Motivation
I wanted to absorb vast amounts of podcasts, videos, and articles about markets, AI, and product strategy. The problem was obvious: too much material, not enough time to process everything manually.
My solution felt elegant. I built a pipeline that automatically generates one-page summaries of podcasts and videos. The system pulls transcripts, sends them to Gemini (which handles long text better), then converts everything into digestible summaries. I prompt-engineered it to break down speakers' reasoning patterns so I could learn their cognitive frameworks and internalize them.
Reading ten-plus summaries daily, I expected rapid knowledge accumulation. Instead, my retrieval rate was spectacularly low. This puzzled me because I knew I could learn fast based on my time in school, especially when it came to conceptual and word-heavy material rather than technical subjects.
The answer came when I discovered the concept of "time in material."
Time in Material
Time in material means the irreducible minimum duration your brain needs with raw content to form genuine understanding rather than surface familiarity.
Examples where shortcuts fail:
Coding intuition: You can read about programming patterns, but developing instinct for elegant solutions requires hours debugging your own messy code
Investment pattern recognition: You can study market theories, but recognizing subtle signals requires watching price action and trading headlines for months
Understanding complex philosophy: Reading a summary of Kant gives you the conclusions, but grappling with the original dense prose for hours is how you develop the reasoning patterns
Your brain requires sustained exposure to raw content to form the necessary neural pathways. Robert Bjork describes these as "desirable difficulties" - when your brain works harder to process information, it creates deeper encoding. The cognitive effort of working through complete material versus consuming pre-processed summaries determines whether you develop surface familiarity or genuine understanding.
When you spend genuine time grinding through complex ideas and building connections, your brain produces higher-quality thought patterns, deeper mental models, more nuanced reasoning capabilities. For example, when reading about market dynamics, grinding means working through multiple contradictory viewpoints, sitting with the discomfort of not immediately understanding, tracing how different economic theories connect to actual market behavior, and slowly building your own framework for why certain patterns emerge.
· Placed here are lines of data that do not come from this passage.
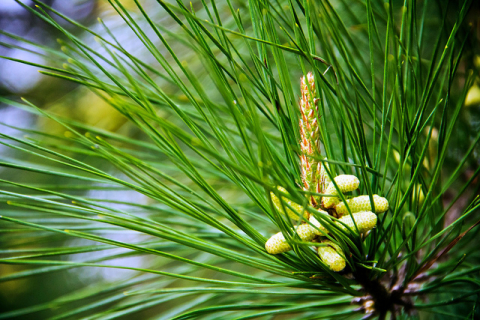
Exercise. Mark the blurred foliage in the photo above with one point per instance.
(142, 187)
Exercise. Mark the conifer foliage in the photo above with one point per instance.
(262, 160)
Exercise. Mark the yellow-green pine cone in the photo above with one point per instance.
(345, 183)
(324, 177)
(331, 255)
(362, 203)
(278, 244)
(321, 230)
(365, 220)
(292, 214)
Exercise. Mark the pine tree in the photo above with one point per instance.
(336, 129)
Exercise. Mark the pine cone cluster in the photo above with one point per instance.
(353, 216)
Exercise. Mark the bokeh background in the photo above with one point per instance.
(74, 101)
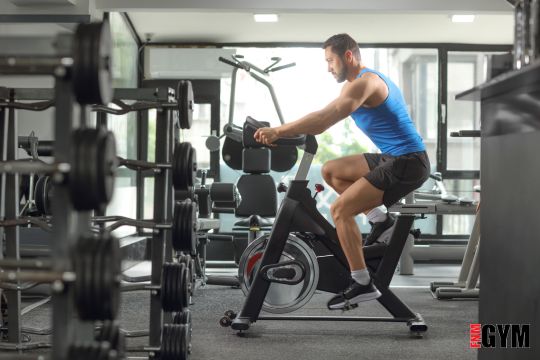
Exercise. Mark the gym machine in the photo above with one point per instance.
(82, 73)
(302, 254)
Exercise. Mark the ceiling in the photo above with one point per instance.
(231, 21)
(236, 27)
(387, 21)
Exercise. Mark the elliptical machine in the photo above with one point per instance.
(281, 272)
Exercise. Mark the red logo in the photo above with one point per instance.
(475, 338)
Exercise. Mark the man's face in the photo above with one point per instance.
(336, 66)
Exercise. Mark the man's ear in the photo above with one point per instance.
(348, 55)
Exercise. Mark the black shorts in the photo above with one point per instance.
(397, 176)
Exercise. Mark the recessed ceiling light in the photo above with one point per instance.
(266, 17)
(462, 18)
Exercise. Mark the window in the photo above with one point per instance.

This process cannot be shortcutted.
There remains no substitute for doing the mental heavy lifting yourself.
Cognitive Exhaust
But time in material produces something more valuable than just retention. Hard cognitive work generates what I call "cognitive exhaust" - the sophisticated byproduct of sustained mental effort.
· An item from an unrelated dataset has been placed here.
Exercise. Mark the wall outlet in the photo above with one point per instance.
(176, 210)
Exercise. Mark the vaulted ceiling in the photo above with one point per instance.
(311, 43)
AI models are embedding matrices that respond to input quality. When you have developed complex mental frameworks through deep work, your prompts carry semantic density that generates far more interesting outputs. The AI amplifies the sophistication of your cognitive exhaust rather than compensating for its absence.
Consider these examples:
Film/Game Development AI: A director who has spent years developing intuition about character psychology and narrative structure can prompt AI with nuanced creative constraints that reflect deep understanding of storytelling mechanics. Their cognitive exhaust - the sophisticated frameworks they have internalized - becomes the foundation for AI-generated content that captures subtle emotional beats and narrative complexity.
Architecture AI: An architect whose cognitive exhaust includes internalized understanding of spatial relationships, material properties, and human behavior patterns can direct AI with parametric rules that reflect years of design thinking. The AI optimizes within boundaries that only emerge from extensive time in material.
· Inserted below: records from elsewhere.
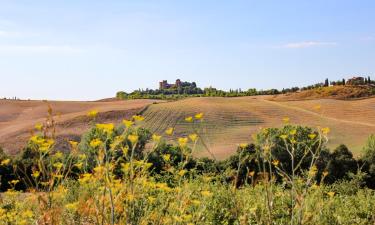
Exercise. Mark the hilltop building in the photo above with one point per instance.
(165, 85)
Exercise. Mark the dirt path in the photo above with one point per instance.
(317, 114)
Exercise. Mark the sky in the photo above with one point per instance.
(87, 50)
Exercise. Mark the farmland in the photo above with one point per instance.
(231, 121)
(17, 118)
(228, 121)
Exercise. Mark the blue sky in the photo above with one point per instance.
(86, 50)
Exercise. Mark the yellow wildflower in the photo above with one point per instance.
(78, 165)
(58, 165)
(317, 107)
(106, 127)
(72, 206)
(128, 123)
(38, 126)
(169, 131)
(27, 213)
(35, 174)
(313, 170)
(284, 136)
(130, 197)
(125, 150)
(189, 119)
(183, 142)
(312, 136)
(99, 169)
(206, 193)
(326, 130)
(182, 172)
(244, 145)
(82, 156)
(92, 113)
(286, 119)
(95, 143)
(138, 118)
(275, 162)
(133, 138)
(167, 157)
(187, 217)
(59, 155)
(74, 144)
(5, 162)
(58, 176)
(156, 138)
(14, 182)
(151, 199)
(193, 137)
(85, 177)
(199, 116)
The pattern is clear: AI amplifies human design quality exponentially.
The Missing Piece
Most people use AI to offload heavy thinking entirely. They get technically correct answers to good questions, but they miss the grindy part where actual learning happens. Their brains never get the chance to internalize the reasoning patterns because they bypass the cognitive work required for deep encoding.
They receive information without developing the mental frameworks to generate similar insights independently.
Personal Development/Life 🌱
In my own life, I have been spending more time reading books, diving into long-form blogs, listening to full podcasts rather than summaries:
Ask AI which specific chapters address my exact interests, then read those chapters completely
Use AI to filter through podcasts to check if they contain rehashed content I already know
When podcasts offer genuine new perspectives, listen to full episodes at 1.5x speed rather than reading summaries
Use AI to discover content related to abstract concepts I am exploring, leveraging its ability to ground vague intuitions into concrete recommendations
Use AI to grease the wheels of your thinking, not replace the engine. Reduce friction, not eliminate it entirely - you still need to do the fundamental work. This positions you to direct future models like GPT-5 or Claude Opus 5 to transcend your current cognitive abilities rather than substitute for them.
The irony is complete: in our rush to make learning efficient, we risk making ourselves incapable of directing the very systems designed to augment human intelligence. Time in material remains the irreducible foundation for producing the cognitive exhaust that AI amplifies.
Note: This post was written with significant AI assistance. I provided the core insights and observations, then worked with Claude to develop, structure, and refine the ideas through back-and-forth conversation. The frameworks and personal experiences are mine, but the execution heavily on AI for research, organization, and polish.